LinuxQuestions.org - [SOLVED] grep help

- Linux - Newbie (https://www.linuxquestions.org/questions/linux-newbie-8/)

- - grep help (https://www.linuxquestions.org/questions/linux-newbie-8/grep-help-4175659960/)

motherboard

08-28-2019 09:25 AM

grep help

blah blah blah www.website1.com blah blah blah
asdf www.website2.com asdf

How do I get grep to print only the website name and ignore everything before www. and everything after .com?

berndbausch

08-28-2019 09:33 AM

grep is not the tool for cutting lines into smaller pieces. It's the tool for filtering lines.

You want sed or awk. Something like that (not sure if it works):

Code:

sed 's/.*\(www.*com\).*/\1/'

Turbocapitalist

08-28-2019 09:38 AM

Quote:

Originally Posted by motherboard (Post 6030573)

How do I get grep to print only the website name and ignore everything before www. and everything after .com?

Take a look at the -w and -o options together.

If your patterns get more complex take a look at -E also.
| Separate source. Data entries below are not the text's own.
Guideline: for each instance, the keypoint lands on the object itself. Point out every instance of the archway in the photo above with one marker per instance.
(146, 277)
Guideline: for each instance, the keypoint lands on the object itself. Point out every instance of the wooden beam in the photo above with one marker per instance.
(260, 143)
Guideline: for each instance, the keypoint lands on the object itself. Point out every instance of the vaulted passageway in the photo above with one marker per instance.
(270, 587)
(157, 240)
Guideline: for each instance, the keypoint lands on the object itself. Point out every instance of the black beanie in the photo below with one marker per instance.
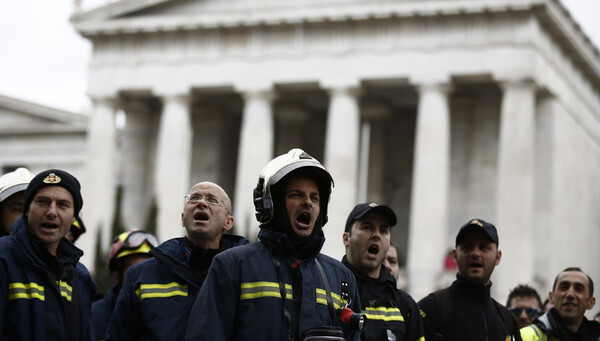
(54, 177)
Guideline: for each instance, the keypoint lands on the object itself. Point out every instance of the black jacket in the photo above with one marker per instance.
(548, 327)
(389, 310)
(473, 315)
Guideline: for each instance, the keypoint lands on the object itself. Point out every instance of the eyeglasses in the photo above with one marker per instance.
(194, 199)
(133, 241)
(531, 312)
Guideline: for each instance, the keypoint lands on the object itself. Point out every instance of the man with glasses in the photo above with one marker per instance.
(45, 292)
(157, 295)
(525, 303)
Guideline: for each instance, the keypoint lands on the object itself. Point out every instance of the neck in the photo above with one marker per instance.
(52, 249)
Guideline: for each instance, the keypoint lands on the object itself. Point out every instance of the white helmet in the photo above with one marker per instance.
(277, 169)
(14, 182)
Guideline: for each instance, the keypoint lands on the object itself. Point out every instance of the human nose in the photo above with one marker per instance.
(51, 209)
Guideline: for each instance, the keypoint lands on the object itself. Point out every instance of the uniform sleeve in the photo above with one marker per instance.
(3, 293)
(214, 312)
(415, 330)
(427, 309)
(125, 319)
(355, 306)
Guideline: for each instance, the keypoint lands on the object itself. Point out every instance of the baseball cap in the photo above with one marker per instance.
(361, 209)
(478, 224)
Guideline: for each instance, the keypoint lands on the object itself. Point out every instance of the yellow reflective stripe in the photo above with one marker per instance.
(261, 289)
(322, 298)
(25, 290)
(384, 313)
(162, 290)
(66, 290)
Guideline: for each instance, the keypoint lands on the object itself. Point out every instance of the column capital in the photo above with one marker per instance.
(258, 94)
(517, 83)
(341, 85)
(176, 97)
(107, 101)
(443, 87)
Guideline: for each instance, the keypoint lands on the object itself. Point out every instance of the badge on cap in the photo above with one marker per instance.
(52, 179)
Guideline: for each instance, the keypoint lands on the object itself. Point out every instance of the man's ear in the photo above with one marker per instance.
(498, 256)
(346, 239)
(228, 223)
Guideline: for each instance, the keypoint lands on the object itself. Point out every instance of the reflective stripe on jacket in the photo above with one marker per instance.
(390, 312)
(242, 296)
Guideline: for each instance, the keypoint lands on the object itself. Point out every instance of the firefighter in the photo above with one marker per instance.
(281, 287)
(46, 294)
(12, 188)
(392, 313)
(156, 298)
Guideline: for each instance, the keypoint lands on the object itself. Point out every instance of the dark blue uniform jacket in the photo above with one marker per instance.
(242, 298)
(101, 311)
(35, 302)
(391, 312)
(158, 293)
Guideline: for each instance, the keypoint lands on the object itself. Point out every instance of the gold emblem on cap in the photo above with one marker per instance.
(52, 179)
(476, 222)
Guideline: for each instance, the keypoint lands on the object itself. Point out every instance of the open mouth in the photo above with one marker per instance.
(373, 250)
(304, 218)
(202, 216)
(49, 226)
(475, 265)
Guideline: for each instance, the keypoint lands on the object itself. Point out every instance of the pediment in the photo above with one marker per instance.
(22, 116)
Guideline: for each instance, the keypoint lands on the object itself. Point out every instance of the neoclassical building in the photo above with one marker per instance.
(444, 110)
(40, 137)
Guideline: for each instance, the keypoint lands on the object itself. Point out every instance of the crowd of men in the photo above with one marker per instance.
(214, 285)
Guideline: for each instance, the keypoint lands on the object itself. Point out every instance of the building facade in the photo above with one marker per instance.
(445, 110)
(39, 137)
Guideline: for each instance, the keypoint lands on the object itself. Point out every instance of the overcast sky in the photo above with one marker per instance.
(44, 60)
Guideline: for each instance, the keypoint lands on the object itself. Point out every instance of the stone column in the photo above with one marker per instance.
(101, 178)
(515, 186)
(255, 151)
(137, 172)
(429, 199)
(341, 160)
(173, 160)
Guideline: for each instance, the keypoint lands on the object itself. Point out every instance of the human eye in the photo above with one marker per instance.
(212, 200)
(42, 201)
(64, 204)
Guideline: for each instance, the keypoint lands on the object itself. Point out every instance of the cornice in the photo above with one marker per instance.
(44, 112)
(109, 20)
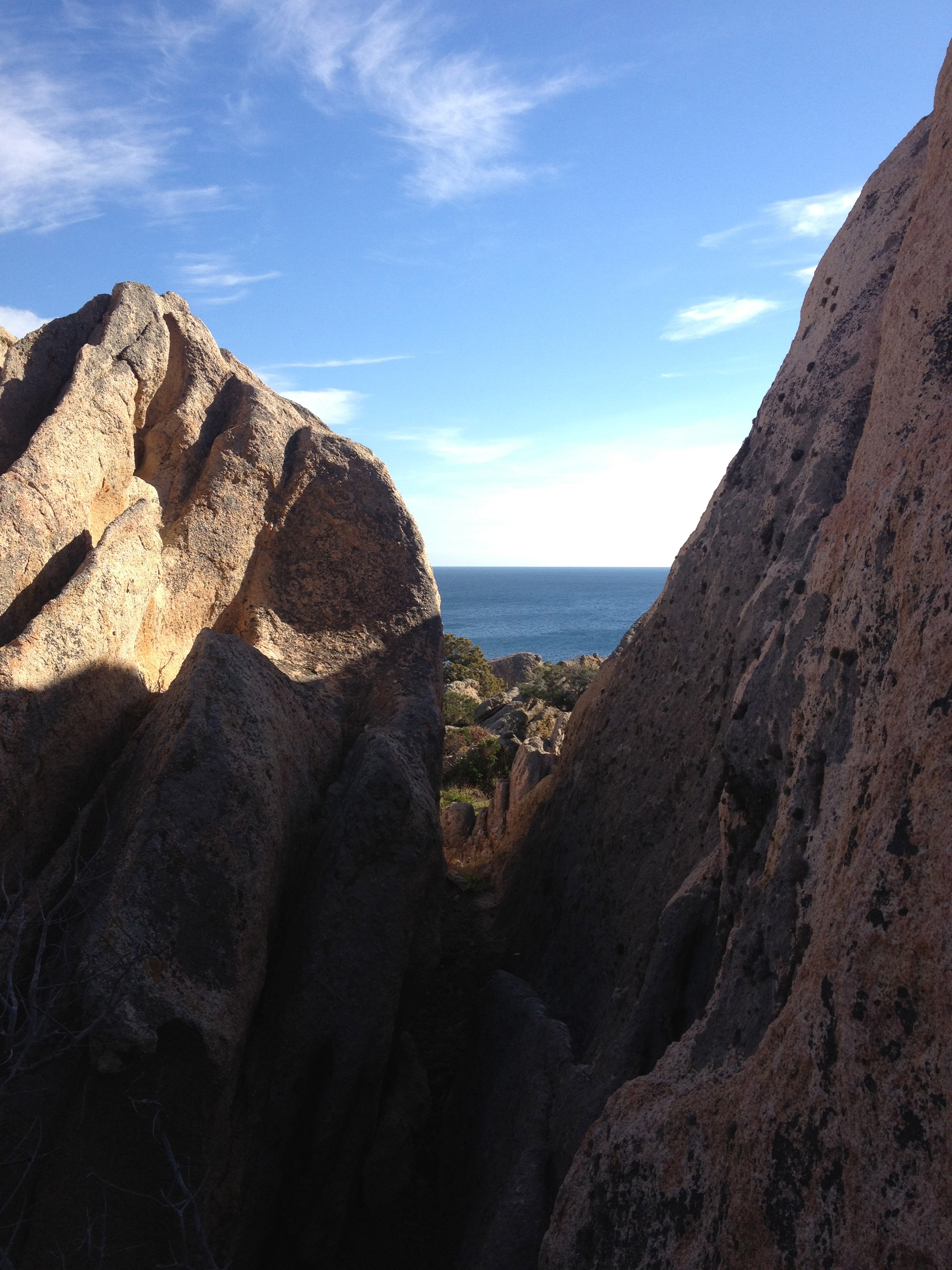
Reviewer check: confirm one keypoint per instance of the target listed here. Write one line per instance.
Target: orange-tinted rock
(735, 889)
(220, 684)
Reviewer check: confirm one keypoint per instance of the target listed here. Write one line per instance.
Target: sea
(555, 612)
Then, if you have to, escalate to using -P for PCRE.

Firerat

08-28-2019 09:43 AM

not true berndbausch

Code:

grep -o "www.*com"

you can also use more complex matching

from the grep manpage

Quote:

Matcher Selection
-E, --extended-regexp
Interpret PATTERNS as extended regular expressions (EREs, see below).

-F, --fixed-strings
Interpret PATTERNS as fixed strings, not regular expressions.

-G, --basic-regexp
Interpret PATTERNS as basic regular expressions (BREs, see below). This is the default.

-P, --perl-regexp
Interpret PATTERNS as Perl-compatible regular expressions (PCREs). This option is experimental when combined with the -z
(--null-data) option, and grep -P may warn of unimplemented features.

however, another tool may be more suited to the task.. it really depends on what else you want to do

berndbausch

08-28-2019 10:43 AM

Quote:

Originally Posted by Firerat (Post 6030582)

not true berndbausch

Code:

grep -o "www.*com"

True, this works wonderfully.

Firerat

08-28-2019 10:57 AM

yeah, it can get messy the .* is greedy so if you happen to have two web addresses on a single line you end up with both and the junk inbetween.
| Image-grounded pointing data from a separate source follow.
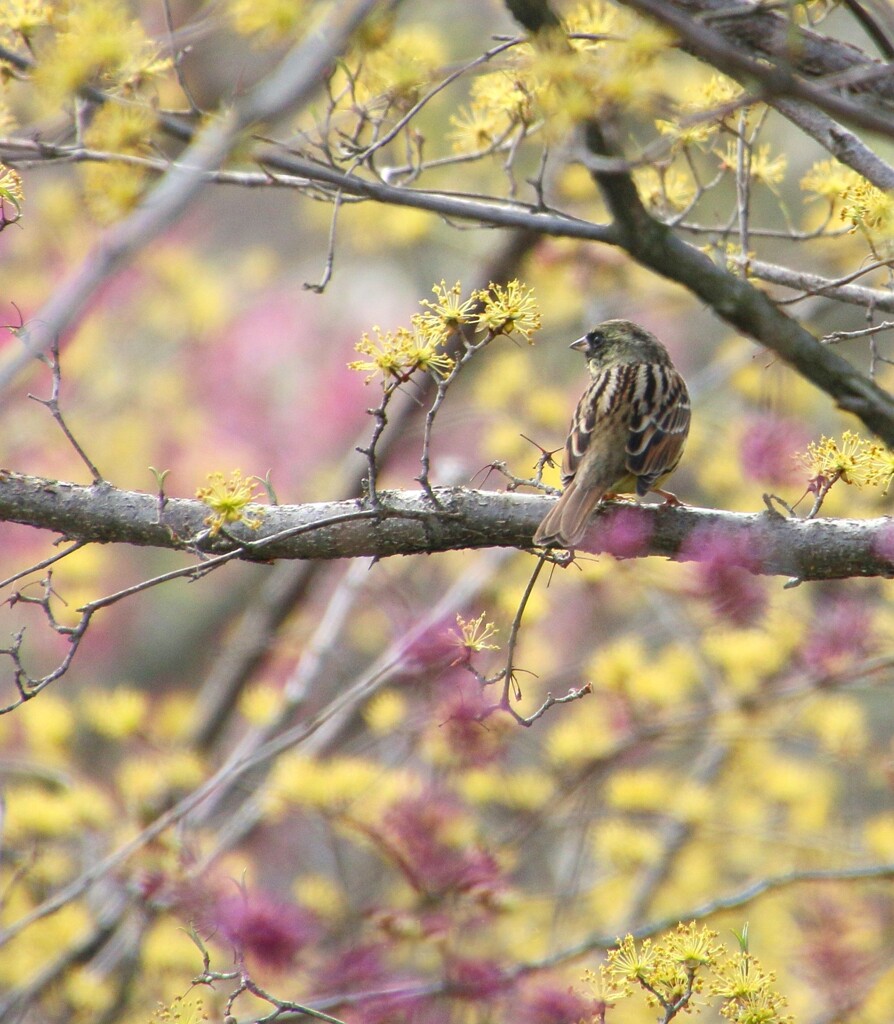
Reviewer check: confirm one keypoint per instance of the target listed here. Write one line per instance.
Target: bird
(628, 431)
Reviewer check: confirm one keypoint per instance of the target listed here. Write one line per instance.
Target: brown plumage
(628, 431)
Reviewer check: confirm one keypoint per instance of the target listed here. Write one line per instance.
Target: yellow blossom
(144, 781)
(476, 129)
(868, 208)
(625, 846)
(828, 179)
(603, 988)
(97, 42)
(509, 309)
(259, 704)
(761, 166)
(692, 945)
(227, 500)
(116, 714)
(449, 309)
(268, 19)
(385, 712)
(10, 186)
(853, 460)
(320, 894)
(671, 189)
(688, 127)
(475, 634)
(629, 963)
(24, 17)
(839, 724)
(748, 991)
(640, 790)
(397, 354)
(408, 59)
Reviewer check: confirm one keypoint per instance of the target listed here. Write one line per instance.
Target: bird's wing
(658, 424)
(606, 398)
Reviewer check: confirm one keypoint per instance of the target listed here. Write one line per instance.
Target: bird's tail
(565, 522)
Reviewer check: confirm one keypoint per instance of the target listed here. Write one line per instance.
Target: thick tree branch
(409, 523)
(777, 57)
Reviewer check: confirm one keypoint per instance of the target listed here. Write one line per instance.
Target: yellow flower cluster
(867, 208)
(396, 355)
(96, 42)
(112, 189)
(499, 101)
(270, 20)
(475, 635)
(687, 127)
(10, 187)
(227, 500)
(853, 460)
(672, 973)
(762, 168)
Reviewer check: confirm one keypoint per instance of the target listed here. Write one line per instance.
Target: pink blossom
(884, 543)
(840, 634)
(768, 446)
(725, 574)
(262, 928)
(356, 968)
(551, 1005)
(461, 715)
(623, 530)
(476, 979)
(419, 827)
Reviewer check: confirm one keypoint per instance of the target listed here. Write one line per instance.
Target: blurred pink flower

but the same is true with the sed

awk would be better since you could loop through each field

perl is probably the natual tool for the job
but I don't know perl

Turbocapitalist

08-28-2019 11:06 AM

Quote:

Originally Posted by Firerat (Post 6030617)

yeah, it can get messy the .* is greedy so if you happen to have two web addresses on a single line you end up with both and the junk inbetween.
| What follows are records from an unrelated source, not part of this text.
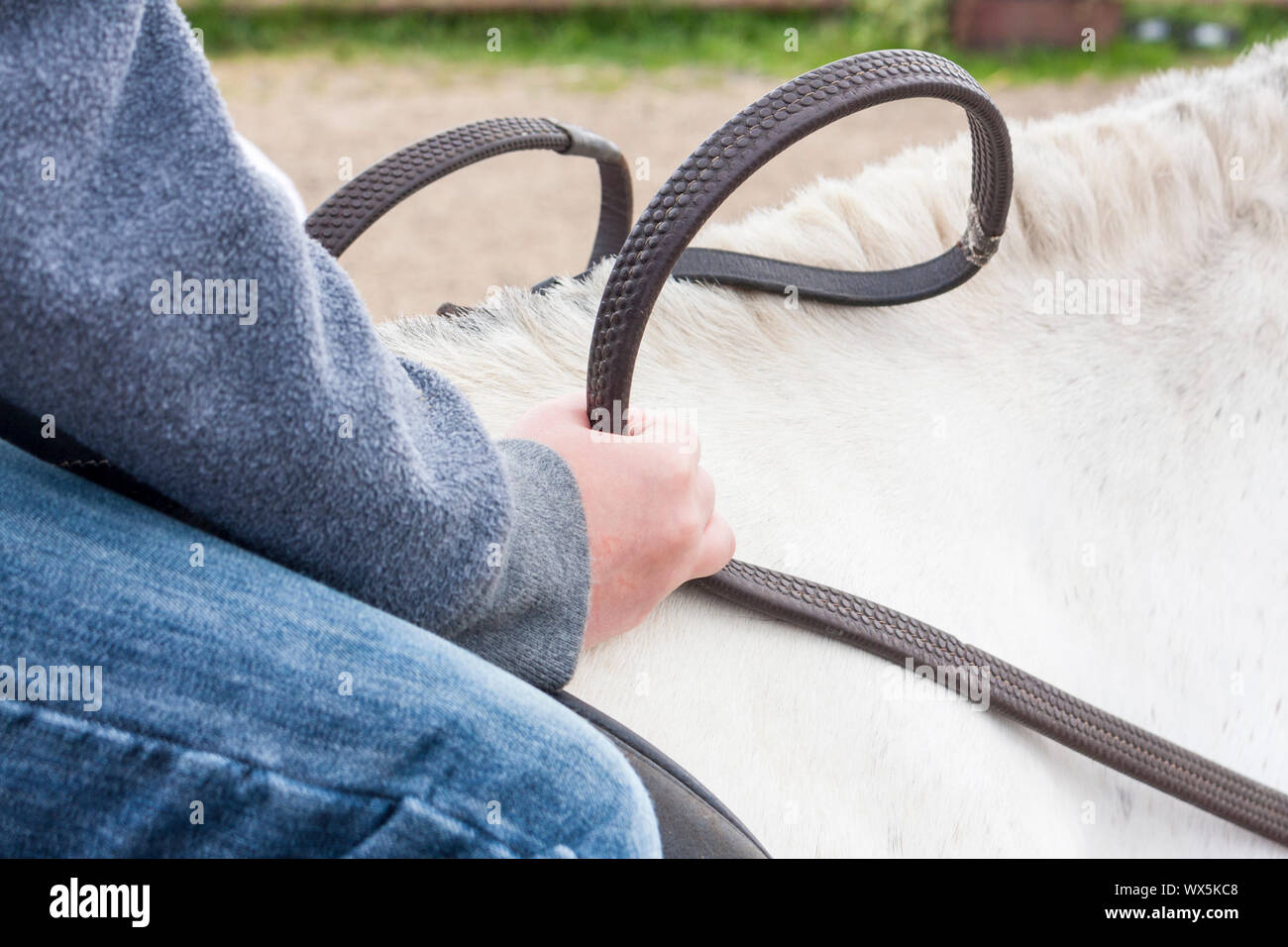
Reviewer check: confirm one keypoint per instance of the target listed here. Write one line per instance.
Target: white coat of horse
(1078, 460)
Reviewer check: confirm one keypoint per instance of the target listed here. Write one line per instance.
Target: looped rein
(748, 141)
(648, 257)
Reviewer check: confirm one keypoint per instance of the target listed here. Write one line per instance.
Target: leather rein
(657, 248)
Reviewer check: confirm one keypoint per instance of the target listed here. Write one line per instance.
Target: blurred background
(327, 88)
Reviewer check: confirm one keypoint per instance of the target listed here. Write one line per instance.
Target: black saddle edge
(692, 821)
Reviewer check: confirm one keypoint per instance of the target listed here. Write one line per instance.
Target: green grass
(661, 38)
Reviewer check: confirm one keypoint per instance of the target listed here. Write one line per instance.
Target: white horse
(1077, 460)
grep has substantial, but not complete, support for PCRE. So you could try it like this:

Code:

grep -w -P -o 'www\..*?\.com'

With the examples given, -w is not strictly necessary but I figure it will come in handy just in case.

Sefyir

08-28-2019 11:12 AM

It can be pretty hard to match domains

Code:

./FILE

blah blah blah website1.com blah blah blah website2.com blah blah              

asdf www.website3.org asdf                                                      

                                                                                

blah blah blah www.website4.com blah blah blah                                  

asdf www.website5.com asdf

Code:

grep -woE '(?:www\.)?\w+\.[a-z]{3,4}' ./FILE

website1.com

website2.com

website3.org

website4.com

website5.com

This explains what each part does
regexr.com/4k0pk

boughtonp

08-28-2019 03:42 PM

Not all domain extensions are matched by \.[a-z]{3,4} - most notably any country-specific ones.

Also \w includes underscore (not valid in domains) but not hyphens (which are), so I'd probably go with:

Code:

grep -owEi '[a-z0-9-]+(\.[a-z0-9-]+)+' ./FILE

With the i for case-insensitivity.

And, if the use-case calls for it, filter the output through something that does a DNS lookup to confirm actual domains.

All times are GMT -5. The time now is 04:08 PM.